IQT-News summarizes this guest post by Jameson Lopp of Bitcoin Magazine about quantum resistance by the bitcoin community.
This year, Loop is taking Proof Of Keys Day a step further by calling out a threat on the horizon and explaining why we should act now to keep our keys as robust as ever. That threat is quantum computing.
What constitutes quantum computing is hard to describe comprehensively, but for the sake of argument, consider it a transcendental improvement to processing power, far bigger than 10 times or 100 times improvement. Quantum processing power is measured in qubits. It’s thought that certain types of Bitcoin addresses could become susceptible to attack at several thousand qubits, and the latest advanced model is around 125 qubits. So, while quantum computing isn’t a phenomenon we expect in the immediate future, it’s within a couple of orders of magnitude, which may not be very long in technological terms.
Satoshi anticipated continued technological advancement to some extent. They included one safeguard to keep actors from overtaking the Bitcoin network with processing power alone: the difficulty adjustment. The algorithm self-regulates every 2,016 blocks, increasing or decreasing mining difficulty to keep the relative time for Bitcoin blocks at roughly every 10 minutes.
Early Bitcoin addresses are weaker from a cryptographic standpoint. These addresses use a pay-to-public-key (P2PK) set up, meaning the actual public key can be found on the blockchain. A powerful enough quantum computer could potentially reverse engineer a private key from a public key and spend from the associated address.
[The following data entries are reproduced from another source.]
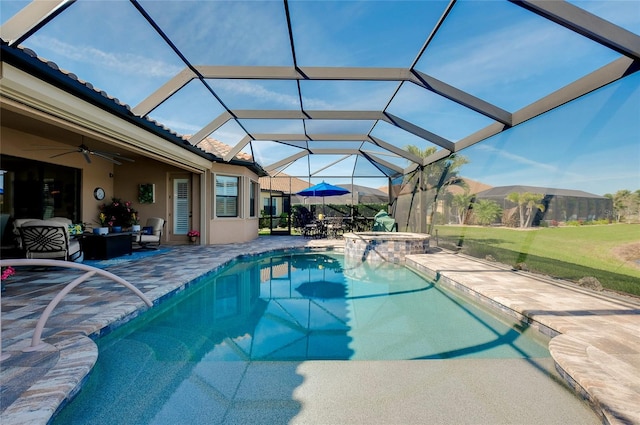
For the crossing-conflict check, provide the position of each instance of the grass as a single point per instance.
(563, 252)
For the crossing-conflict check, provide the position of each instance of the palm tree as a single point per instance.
(486, 211)
(461, 203)
(529, 201)
(438, 175)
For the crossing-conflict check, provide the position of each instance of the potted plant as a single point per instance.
(117, 214)
(103, 229)
(6, 272)
(135, 223)
(193, 235)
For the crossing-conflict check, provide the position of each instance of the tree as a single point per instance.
(486, 211)
(526, 201)
(438, 175)
(626, 204)
(461, 203)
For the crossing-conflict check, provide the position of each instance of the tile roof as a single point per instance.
(220, 149)
(283, 183)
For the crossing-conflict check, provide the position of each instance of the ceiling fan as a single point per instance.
(86, 152)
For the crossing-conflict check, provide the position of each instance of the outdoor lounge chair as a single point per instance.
(151, 234)
(49, 239)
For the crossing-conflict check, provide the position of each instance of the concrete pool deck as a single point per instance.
(598, 351)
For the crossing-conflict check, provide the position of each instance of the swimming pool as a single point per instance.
(283, 310)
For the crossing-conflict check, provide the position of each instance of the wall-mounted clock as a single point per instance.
(98, 193)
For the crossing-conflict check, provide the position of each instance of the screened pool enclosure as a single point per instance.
(430, 101)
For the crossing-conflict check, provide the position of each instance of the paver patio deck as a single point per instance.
(597, 348)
This means Satoshi’s coins could become “mineable” if the coins stay put for all eternity and quantum computing arrives.
One immediate strategy for personal quantum resistance is to never reuse addresses. Once you spend from an address, you expose the address’ public key on-chain. By withholding your public keys, you make it harder for a quantum computer to eventually target you with reverse engineering. This is a tactic that you can use today.
Going forward, Bitcoiners should engage in continual discussion on how to upgrade their cryptographic infrastructure to prepare for the rise of quantum computing because — let’s face it — we know it’s coming.